Card makers, gift shops, and every major retailer wants you to believe that some moments are more important than others. Do not believe them. Graduations, weddings, births, and deaths - these are all occasions to give gifts and celebrate. But here's the secret no one's telling you: these moments in time are really no more significant than any other.
There is no card for "Today you will meet the love of your life while trying to decide if you want the venti or just the tall white mocha." You don't dress up for sitting on the bed listening to your daughter laugh while you tickle her, your chubby fingers under her delicate chin as you watch and soak in every second of her new laugh as she learns just how much she can take, cackles and chuckles rising to the ceiling as she gasps for air and tries to wiggle away only to look up at you with a full smile when you stop, daring you to do it again so she can feel what it's like to be ticklish and to be close and to be lost in your arms that are bigger than she can think of being right now. There are no balloons when you go for a walk to the cupcake store with your wife and no are songs written to commemorate picking up dinner on the way home after a long day at work so you can sit and eat with someone else - someone who inexplicably gets you and even celebrates the fact that after a grueling day of putting your dreams on hold, a Happy Meal and a milkshake is required eating before changing into pajamas at 7:30 so you can watch mindless sitcoms until it's time for bed and you do it all over again tomorrow.
These moments are significant. We must recognize them and celebrate.
Without the coffee shop encounter, we never make it to the wedding. Without tickles on the bed, we don't get to make a meaningful toast when she graduates. Without walks to the cupcake shop or bad fast food, there is nothing to mourn when they're gone.
A lot of life gets lost in the planning. We shop for the perfect dress, design the right invitations, register for gifts, talk about the big picture and dream our life away. And while lots of fun, the casualty of our wishing is that we sacrifice the present moment - the chance to just be - for the hope of a future self that may or may not come to fruition. That's a big risk, to pin our identity on a few moments in time captured eloquently on video or in a photo when we have the chance to be ourselves right now.
Soaking it up will do wonders for who it is you're trying to be. Because you're him. Or her. Right now. And that is significant.

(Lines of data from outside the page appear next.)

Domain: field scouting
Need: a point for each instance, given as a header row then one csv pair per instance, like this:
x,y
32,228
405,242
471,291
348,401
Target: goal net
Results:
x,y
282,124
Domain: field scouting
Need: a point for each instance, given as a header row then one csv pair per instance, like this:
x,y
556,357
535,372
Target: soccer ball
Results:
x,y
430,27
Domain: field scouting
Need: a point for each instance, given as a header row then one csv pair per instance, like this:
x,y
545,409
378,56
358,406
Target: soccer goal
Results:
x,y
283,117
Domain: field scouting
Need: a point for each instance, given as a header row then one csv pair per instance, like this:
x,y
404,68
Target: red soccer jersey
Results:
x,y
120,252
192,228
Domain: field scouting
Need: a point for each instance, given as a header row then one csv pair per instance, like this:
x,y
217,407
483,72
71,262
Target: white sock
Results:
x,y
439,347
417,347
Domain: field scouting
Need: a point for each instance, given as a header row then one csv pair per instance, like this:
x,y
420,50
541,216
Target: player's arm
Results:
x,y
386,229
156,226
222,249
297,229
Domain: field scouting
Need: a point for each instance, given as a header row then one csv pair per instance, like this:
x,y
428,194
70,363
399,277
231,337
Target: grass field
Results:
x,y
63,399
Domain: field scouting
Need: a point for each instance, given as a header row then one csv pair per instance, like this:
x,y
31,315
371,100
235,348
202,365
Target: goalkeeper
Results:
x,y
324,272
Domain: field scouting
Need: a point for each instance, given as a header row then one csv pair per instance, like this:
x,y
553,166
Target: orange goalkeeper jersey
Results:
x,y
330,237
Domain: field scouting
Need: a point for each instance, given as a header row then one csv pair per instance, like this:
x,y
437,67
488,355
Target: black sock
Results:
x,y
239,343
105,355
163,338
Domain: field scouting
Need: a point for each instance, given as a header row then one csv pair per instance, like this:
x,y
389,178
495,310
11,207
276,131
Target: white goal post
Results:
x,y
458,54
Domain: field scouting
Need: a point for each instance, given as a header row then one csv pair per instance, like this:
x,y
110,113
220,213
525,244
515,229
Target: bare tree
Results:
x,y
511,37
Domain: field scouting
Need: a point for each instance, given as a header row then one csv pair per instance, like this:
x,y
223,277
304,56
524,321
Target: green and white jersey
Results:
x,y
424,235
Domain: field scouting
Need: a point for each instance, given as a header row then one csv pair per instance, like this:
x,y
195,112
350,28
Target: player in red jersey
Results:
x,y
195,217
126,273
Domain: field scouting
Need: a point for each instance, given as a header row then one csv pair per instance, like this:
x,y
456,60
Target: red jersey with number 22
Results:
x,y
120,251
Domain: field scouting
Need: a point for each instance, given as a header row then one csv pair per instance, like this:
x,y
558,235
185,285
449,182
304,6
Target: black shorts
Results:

Random breezes across your face while you lay out a blanket to read a book in the park should remind you that like the unpredictable, refreshing, and passing wind, your life is too important to be left up to your planning for what someone else defines as a significant moment. Create a meaningful moment in time with the people around you right now. Take a picture if you want to. And breathe deeply the love, hope, and significance of that moment.